The Ford Motor Company of Canada assembly plant was first established in NSW at Sandown on the river near Parramatta. In 1935, they shifted their New South Wales operations to a new car manufacturing and assembly plant at 350-374 Parramatta Road, Homebush.
The factory was designed by architects Stephenson, Meldrum and Turner. The factory was formally opened on 31 March 1936 and reported in the Sydney Morning Herald that:
“The new Ford factory at Homebush will be opened to-day. Members of the company and dealers have arrived in Sydney from all parts of the State for the ceremony. The day’s programme includes a conference, a tour of the factory, and the screening in the factory picture theatre of the film, “The Ford Year.” Later each dealer will drive away In a car assembled at the factory. A dinner will be held at the Hotel Australia In the evening, when Mr. H. C. French, director and general manager, will be farewelled prior to his departure for England and Canada”.

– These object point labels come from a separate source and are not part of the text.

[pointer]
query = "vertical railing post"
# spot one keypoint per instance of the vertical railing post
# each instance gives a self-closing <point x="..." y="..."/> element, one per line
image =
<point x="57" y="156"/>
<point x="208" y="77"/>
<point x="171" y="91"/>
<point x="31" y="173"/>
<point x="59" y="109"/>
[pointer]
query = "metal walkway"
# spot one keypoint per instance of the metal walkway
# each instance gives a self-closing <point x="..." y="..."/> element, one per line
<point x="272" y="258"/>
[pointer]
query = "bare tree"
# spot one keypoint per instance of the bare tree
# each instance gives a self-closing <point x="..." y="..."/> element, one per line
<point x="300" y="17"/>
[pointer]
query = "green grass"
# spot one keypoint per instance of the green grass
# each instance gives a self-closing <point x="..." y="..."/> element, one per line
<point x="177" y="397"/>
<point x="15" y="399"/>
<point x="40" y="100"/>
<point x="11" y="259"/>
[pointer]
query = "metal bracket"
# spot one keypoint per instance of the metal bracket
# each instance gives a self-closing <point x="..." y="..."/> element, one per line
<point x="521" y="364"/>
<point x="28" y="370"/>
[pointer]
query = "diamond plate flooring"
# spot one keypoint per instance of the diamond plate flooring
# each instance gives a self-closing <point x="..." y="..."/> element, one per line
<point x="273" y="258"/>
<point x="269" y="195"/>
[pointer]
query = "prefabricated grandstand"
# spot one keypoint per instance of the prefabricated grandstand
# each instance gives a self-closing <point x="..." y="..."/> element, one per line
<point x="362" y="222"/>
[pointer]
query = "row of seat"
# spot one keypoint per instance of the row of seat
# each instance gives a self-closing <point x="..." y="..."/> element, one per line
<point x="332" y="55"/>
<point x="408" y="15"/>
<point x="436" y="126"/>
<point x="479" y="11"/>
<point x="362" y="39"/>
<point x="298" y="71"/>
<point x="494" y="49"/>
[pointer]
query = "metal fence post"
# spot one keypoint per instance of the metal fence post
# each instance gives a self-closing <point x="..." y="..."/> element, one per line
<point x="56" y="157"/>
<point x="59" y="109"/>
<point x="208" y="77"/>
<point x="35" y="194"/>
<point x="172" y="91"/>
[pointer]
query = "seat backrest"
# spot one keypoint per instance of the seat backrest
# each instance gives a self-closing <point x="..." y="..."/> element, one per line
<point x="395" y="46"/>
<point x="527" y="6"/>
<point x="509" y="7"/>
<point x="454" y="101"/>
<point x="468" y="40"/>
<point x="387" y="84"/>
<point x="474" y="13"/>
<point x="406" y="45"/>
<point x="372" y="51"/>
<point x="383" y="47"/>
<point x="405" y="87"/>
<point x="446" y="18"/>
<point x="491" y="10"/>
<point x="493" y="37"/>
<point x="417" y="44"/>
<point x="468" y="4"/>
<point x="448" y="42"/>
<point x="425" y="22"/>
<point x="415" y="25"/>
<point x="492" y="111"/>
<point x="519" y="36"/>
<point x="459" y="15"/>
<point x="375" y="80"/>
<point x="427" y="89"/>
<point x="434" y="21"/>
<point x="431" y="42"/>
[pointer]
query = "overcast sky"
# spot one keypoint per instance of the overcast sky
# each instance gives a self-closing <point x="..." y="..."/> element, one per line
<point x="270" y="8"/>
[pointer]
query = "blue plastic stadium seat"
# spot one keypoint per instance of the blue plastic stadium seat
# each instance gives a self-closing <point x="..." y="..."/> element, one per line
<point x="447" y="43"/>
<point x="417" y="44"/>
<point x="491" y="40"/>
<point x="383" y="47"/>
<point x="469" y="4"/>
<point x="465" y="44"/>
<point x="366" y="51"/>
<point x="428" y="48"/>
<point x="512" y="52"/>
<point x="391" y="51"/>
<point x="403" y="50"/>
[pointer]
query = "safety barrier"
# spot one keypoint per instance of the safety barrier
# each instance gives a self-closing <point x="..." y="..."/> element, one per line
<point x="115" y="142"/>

The Ford plant operated 24 hours a day and employed around 1200 workers on split shifts. The Ford plant was a large local employer in Homebush and surrounding suburbs. Many homes in the adjacent Telepea Avenue were built by Ford for employees. These have since been sold and are privately owned.
In 1992, the council boundaries were altered and this site was transferred from Auburn Council to Strathfield Council. The factory closed in September 1994. It has since been developed into a business park.
The Former Ford Factory building (brick facade) is heritage listed.